WeakMaps in JavaScript
javascript weakmap
Note (2025): WeakMaps remain relevant in modern JavaScript (ES2025). They are especially useful for private data encapsulation, memory-sensitive caches, and avoiding memory leaks. That said, for private fields in classes, modern JavaScript now provides
#privateFields
syntax, which is often preferred. WeakMaps shine when you need to attach hidden state to objects you don’t own (e.g., DOM nodes, external objects).
Why WeakMaps?
In JavaScript, object property names must be strings (or symbols). If you try to use an object as a key, it’s coerced into a string:
const obj = {};
const key = {};
obj[key] = 'value';
console.log(Object.keys(obj));
// => ["[object Object]"]
This doesn’t preserve the object identity.
WeakMaps to the rescue
With ES6, JavaScript introduced WeakMaps, which allow objects (but not primitives) as keys.
Object | WeakMap |
---|---|
object = Object.create(null) | weakmap = new WeakMap() |
object[key] | weakmap.get(key) |
object[key] = value | weakmap.set(key, value) |
delete object[key] | weakmap.delete(key) |
Example: storing private data
const secrets = new WeakMap();
function setSecret(obj, secret) {
secrets.set(obj, secret);
}
function getSecret(obj) {
return secrets.get(obj);
}
const user = {};
setSecret(user, 'hidden-token');
console.log(getSecret(user)); // "hidden-token"

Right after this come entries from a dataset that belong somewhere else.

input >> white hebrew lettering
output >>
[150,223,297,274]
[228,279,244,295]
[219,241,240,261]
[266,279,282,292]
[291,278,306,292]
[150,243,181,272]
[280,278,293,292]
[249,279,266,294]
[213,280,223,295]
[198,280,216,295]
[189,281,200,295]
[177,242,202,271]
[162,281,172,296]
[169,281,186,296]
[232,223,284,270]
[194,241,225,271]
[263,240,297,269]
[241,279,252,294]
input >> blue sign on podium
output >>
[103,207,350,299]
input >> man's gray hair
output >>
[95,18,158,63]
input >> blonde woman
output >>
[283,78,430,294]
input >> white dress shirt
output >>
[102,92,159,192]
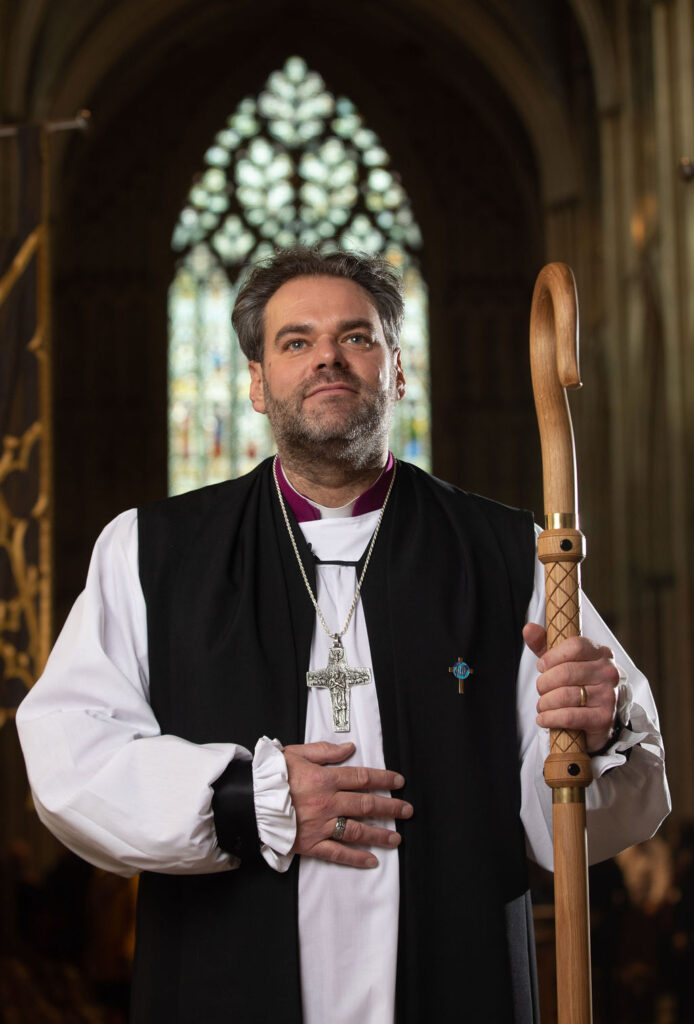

You must hold both the object and the WeakMap reference to recover the secret.
Garbage collection benefits
A key object’s presence in a WeakMap does not prevent garbage collection. Once an object key is no longer referenced anywhere else, both it and its associated value in the WeakMap
are automatically cleared.
✅ Prevents memory leaks in long-lived apps.
✅ Useful for caches tied to object lifetimes.
❌ Not enumerable — you can’t list keys or values.
This makes WeakMaps perfect for “hidden side-channel state” without risk of accidental memory retention.
WeakMap vs Map
- Map: Keys can be any value (including primitives). Keys and values are enumerable.
- WeakMap: Keys must be objects. Keys/values are not enumerable, and entries are removed when the object is garbage collected.
Use Map if you need iteration. Use WeakMap for privacy and memory safety.
WeakMap vs Map vs Private Fields (2025)
Feature | WeakMap | Map | #Private Fields |
---|---|---|---|
Key type | Objects only | Any (objects + primitives) | Class instance |
Garbage collection | Auto-cleared when object is gone | No (must delete manually) | N/A (part of instance) |
Enumerability | ❌ No (not iterable) | ✅ Yes (keys, values, entries) | N/A (not exposed) |
Encapsulation | Hidden if WeakMap ref is private | Visible if Map is exposed | Built-in privacy enforced |
Typical use case | Hidden state, caches, DOM metadata | General key-value storage | Class-private properties |
Key Uses (2025)
- Private data in objects you don’t control (DOM nodes, library objects).
- Memory-sensitive caches.
- Encapsulation in libraries without exposing hidden state.
- When you need object identity as a key, but not iteration.
Wrap-up
WeakMaps give you:
- Object keys without coercion.
- Automatic garbage collection of unused keys.
- A way to associate truly private data with objects.
In 2025, prefer #privateFields
for class internals, Map
for iterable collections, and WeakMap for garbage-collection–sensitive associations.